Девушки-горничные, как я начала было говорить, — одна из наших главных и постоянных бед (вроде зубов, от которых корчишься, когда они впервые у тебя появляются, и которые уже не перестают тебя мучить, начиная с того времени, как прорезываются, и до тех пор, как их выдергиваешь, хотя расставаться с ними не хочется, — уж очень жалко, — но все равно всем нам приходится подвергаться этому и вставлять искусственные), — так вот, если достанешь себе работящую девушку, девять шансов против одного, что она будет ходить замарашкой, а жильцам, разумеется, неприятно, когда приличных гостей впускает девица с черным мазком на носу или грязным пятном на лбу. Ума не приложу, где они только измазываются, как, например, было с одной девушкой, самой работящей из всех, что когда-либо нанимались в прислуги, чуть не умирая с голоду, а ведь она, бедняжка, была до того работящая, что я так и прозвала ее «работящей Софи», и она «с утра до ночи все скребла пол, стоя на коленях, и всегда была веселая — улыбка прямо не сходила у нее с черного лица. И вот раз я говорю Софи:
— Слушайте, Софи, голубушка, выгребайте золу в какой-нибудь определенный день, ваксу держите в нижнем дворике, не приглаживайте себе волос донышком кастрюли, не возитесь с нагаром на свечах, и можно сказать наверное, что грязи на вас не будет.

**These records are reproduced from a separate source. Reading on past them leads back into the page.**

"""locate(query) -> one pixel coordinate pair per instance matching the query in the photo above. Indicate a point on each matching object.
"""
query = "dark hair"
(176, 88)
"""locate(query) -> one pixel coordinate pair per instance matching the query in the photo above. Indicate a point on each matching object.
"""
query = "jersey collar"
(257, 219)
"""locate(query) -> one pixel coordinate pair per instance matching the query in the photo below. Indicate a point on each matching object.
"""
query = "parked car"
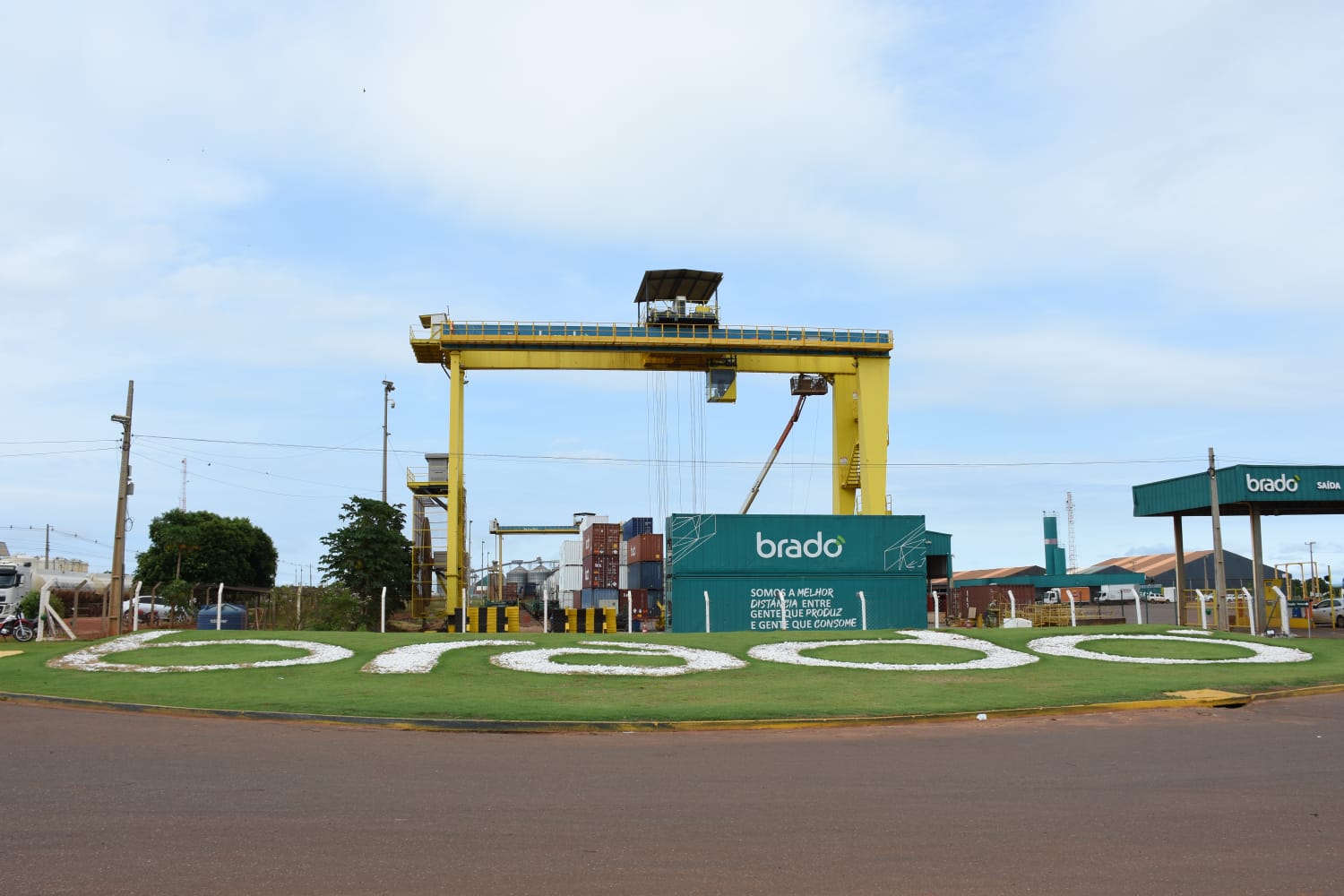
(150, 606)
(1328, 611)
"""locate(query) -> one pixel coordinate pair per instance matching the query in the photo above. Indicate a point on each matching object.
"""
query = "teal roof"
(1271, 489)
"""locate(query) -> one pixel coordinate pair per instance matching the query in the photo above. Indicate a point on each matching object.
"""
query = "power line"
(494, 455)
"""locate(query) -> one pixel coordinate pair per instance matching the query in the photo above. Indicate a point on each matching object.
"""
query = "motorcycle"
(13, 625)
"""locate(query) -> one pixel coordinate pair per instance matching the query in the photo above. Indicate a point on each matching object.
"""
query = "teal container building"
(798, 573)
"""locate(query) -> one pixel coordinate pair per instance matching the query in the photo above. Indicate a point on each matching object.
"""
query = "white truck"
(21, 575)
(1117, 592)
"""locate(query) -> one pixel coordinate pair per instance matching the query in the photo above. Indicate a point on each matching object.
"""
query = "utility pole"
(1311, 555)
(118, 547)
(387, 392)
(1219, 571)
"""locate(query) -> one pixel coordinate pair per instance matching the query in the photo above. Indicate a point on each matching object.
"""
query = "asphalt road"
(1182, 801)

И все-таки грязь была, и непременно на носу, а нос у нее был вздернутый, широкий на конце и как будто хвастался этим, так что один солидный джентльмен и прекрасный жилец (с подачей первого завтрака и недельной платой, но немножко раздражительный и требовавший себе гостиную, когда она была ему нужна), — так вот, он сделал мне замечание:
— Миссис Лиррипер, я допускаю, что чернокожий — тоже человек, но лишь в том случае, если он черен от природы.
Ну, тогда я поставила бедную Софи на другую работу и строго-настрого запретила ей отворять парадную дверь, когда постучат, и бегать на звонки, но она, к сожалению, была такая работящая, что, как только зазвонит звонок, ничем ее не удержишь: так и летит на кухонную лестницу. Я, бывало, вразумляю ее:
— Ах, Софи, Софи, ну скажите, ради всего святого, откуда это у вас?
А бедная эта, несчастная работящая девушка, увидевши, что я так расстроена, зальется, бывало, слезами и говорит:
— Я съела уж очень много ваксы, когда была маленькая, сударыня, потому что за мной совсем не было присмотра, и, должно быть, вакса теперь выходит наружу.
Ну, значит, вакса все и выходила наружу, а так как я больше ни в чем не могла упрекнуть бедняжку, я и говорю ей:
— Софи, подумайте серьезно, — хотите, я вам помогу уехать в Новый Южный Уэльс[2], — ведь там этого, может, и не заметят.
И я ни разу не пожалела истраченных денег: они пошли на пользу, потому что Софи по дороге вышла замуж за корабельного кока (а он был мулат), и хорошо сделала, ибо потом жила счастливо, и, насколько я знаю, в среде новых поселенцев никто не обращал на нее внимания до самого ее смертного часа.
Каким образом мисс Уозенхем (что живет вниз по нашей улице, на той стороне) совместила со своим достоинством порядочной леди (а она вовсе не порядочная) то, что она сманила от меня Мэри-Энн Перкинсоп, ей самой лучше знать, а что до меня, я не знаю и не желаю знать, как составляются мнения о любом предмете в меблированных комнатах Уозенхем. Но Мэри-Энн Перкинсоп, хотя я хорошо обращалась с нею, а она нехорошо поступила со мной, стоила на вес золота — в таком страхе умела она держать жильцов, хоть и не отпугивала их: ведь жильцы гораздо реже звонили Мэри-Энн, чем любой другой служанке или хозяйке, — а это большая победа, особенно когда ты косоглаза и худа, как скелет, — но эта девица действовала на жильцов своей твердостью, а все оттого, что отец ее разорился на торговле свининой.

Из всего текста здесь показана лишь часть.